My point is that if you educate yourself, you can correct the misinformation your teachers are spewing. Do so charitably, and don't be afraid of them failing you. If they do, it's just a kind of martydom for Christ.

But chances are they won't. Even agenda-driven teachers are typically impressed by students who work hard and can point to evidence. If you attempt to correct your instructors, you might try suggesting to them an extra credit project you'll embark on to investigate this issue. Let them know that your goal is good scholarship and the truth - for the truth will set us all free.

Your teachers might become wary of you, but if your research and scholarship are good enough, and if you approach them with charity (remember, they are simply confused and have probably never met a Christian who modeled Christ for them), and if you enjoy the adventure of finding out what the Church has really done vis a vis the theater (warts and all), then they'll probably admire your pluck and encourage your learning - even if it contradicts their own prejudices. Even most bad teachers will go that far.

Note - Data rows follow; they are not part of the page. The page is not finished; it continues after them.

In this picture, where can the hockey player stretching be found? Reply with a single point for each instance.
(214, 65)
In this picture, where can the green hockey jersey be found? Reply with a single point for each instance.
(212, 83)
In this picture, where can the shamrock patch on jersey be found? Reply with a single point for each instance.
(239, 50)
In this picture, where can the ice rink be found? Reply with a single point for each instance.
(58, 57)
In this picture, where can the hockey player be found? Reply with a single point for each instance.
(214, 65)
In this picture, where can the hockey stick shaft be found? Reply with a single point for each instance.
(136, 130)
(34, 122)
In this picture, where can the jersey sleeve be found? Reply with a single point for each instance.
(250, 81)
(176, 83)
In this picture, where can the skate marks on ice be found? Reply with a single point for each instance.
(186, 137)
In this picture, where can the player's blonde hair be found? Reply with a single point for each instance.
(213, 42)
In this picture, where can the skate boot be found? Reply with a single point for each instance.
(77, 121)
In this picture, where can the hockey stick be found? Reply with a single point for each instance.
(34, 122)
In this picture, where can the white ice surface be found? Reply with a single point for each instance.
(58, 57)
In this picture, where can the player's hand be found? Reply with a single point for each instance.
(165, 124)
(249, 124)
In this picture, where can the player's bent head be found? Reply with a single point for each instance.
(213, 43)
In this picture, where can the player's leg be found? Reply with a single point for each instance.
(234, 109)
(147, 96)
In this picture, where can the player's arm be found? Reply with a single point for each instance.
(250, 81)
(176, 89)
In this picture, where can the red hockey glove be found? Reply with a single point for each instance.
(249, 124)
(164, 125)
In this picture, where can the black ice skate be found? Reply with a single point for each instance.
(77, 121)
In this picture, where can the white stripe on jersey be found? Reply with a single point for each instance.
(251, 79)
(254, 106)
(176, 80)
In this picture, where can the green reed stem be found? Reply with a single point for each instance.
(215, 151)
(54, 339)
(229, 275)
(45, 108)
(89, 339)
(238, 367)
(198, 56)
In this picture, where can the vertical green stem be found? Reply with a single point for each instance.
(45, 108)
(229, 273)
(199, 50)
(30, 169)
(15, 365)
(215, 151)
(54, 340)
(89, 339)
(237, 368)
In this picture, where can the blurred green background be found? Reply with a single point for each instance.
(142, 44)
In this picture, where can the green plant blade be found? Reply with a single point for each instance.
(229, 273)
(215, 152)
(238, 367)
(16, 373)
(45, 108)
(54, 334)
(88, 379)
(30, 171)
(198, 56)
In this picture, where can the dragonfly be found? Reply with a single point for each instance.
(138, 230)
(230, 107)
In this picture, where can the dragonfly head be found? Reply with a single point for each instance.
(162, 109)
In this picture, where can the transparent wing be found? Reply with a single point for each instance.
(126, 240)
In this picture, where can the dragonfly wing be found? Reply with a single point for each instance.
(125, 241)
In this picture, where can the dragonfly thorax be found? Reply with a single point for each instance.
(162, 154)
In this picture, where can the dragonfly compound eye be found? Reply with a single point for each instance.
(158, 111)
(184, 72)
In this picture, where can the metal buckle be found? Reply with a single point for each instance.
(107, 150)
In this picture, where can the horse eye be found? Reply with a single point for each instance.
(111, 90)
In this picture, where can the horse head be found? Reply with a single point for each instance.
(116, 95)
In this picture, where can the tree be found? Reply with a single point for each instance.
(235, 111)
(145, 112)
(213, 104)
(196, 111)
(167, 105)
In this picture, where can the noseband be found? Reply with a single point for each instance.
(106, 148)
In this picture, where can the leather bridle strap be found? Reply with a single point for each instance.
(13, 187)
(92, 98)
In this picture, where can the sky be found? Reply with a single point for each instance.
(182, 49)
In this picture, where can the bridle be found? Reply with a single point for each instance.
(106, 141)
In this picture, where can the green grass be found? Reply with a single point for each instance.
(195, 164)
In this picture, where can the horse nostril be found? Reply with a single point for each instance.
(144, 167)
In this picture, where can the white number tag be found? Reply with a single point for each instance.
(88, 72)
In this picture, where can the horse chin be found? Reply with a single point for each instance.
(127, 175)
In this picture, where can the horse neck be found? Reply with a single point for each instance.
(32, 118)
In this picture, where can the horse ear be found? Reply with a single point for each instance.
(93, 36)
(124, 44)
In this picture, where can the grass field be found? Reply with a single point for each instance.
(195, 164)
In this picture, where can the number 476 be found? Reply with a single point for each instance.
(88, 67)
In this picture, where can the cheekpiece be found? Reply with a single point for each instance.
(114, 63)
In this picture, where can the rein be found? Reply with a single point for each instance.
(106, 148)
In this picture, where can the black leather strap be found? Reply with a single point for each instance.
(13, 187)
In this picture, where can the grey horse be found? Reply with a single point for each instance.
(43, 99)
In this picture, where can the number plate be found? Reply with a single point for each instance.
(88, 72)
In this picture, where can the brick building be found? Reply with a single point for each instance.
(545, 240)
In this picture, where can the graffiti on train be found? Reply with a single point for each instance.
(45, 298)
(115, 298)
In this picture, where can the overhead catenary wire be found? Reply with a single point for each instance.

Good luck! Let me know how things turn out.

Anonymous said...

Thank you so much for your speedy reply; i will take this advice as a mission to build my knowledge on faith and theatre. I just leave it in God's hands as to when and how i can reach to others the truth of this matter. If i ever end up in a face-to-face debate on such a subject - even if it's to a classmate alone or in a group - i'll let you know how i went, even if the opposing side wins. Cos truth be told i was and am never good at defending a point, partly cos i don't how to do so and partly cos words fail me, as in the needed information and argument ends up coming to me 2 hours or a day later :-/ But i suppose such saints and people in the Bible that God chose fell under "the unqualified". I'm not placing myself up-top as being 'special' or anything, i'm just remembering that character you played as that Italian blessed Barberi, that God chooses the most unusual of characters to reach out to people. Please correct me if i'm wrong or if i'm misinterpreting.

One thing got me curious from your reply though - the part where you said there are Catholics who are Puritanical in character. In what way are such Catholics 'puritans'? Do you recognise them also amongst theatre goers?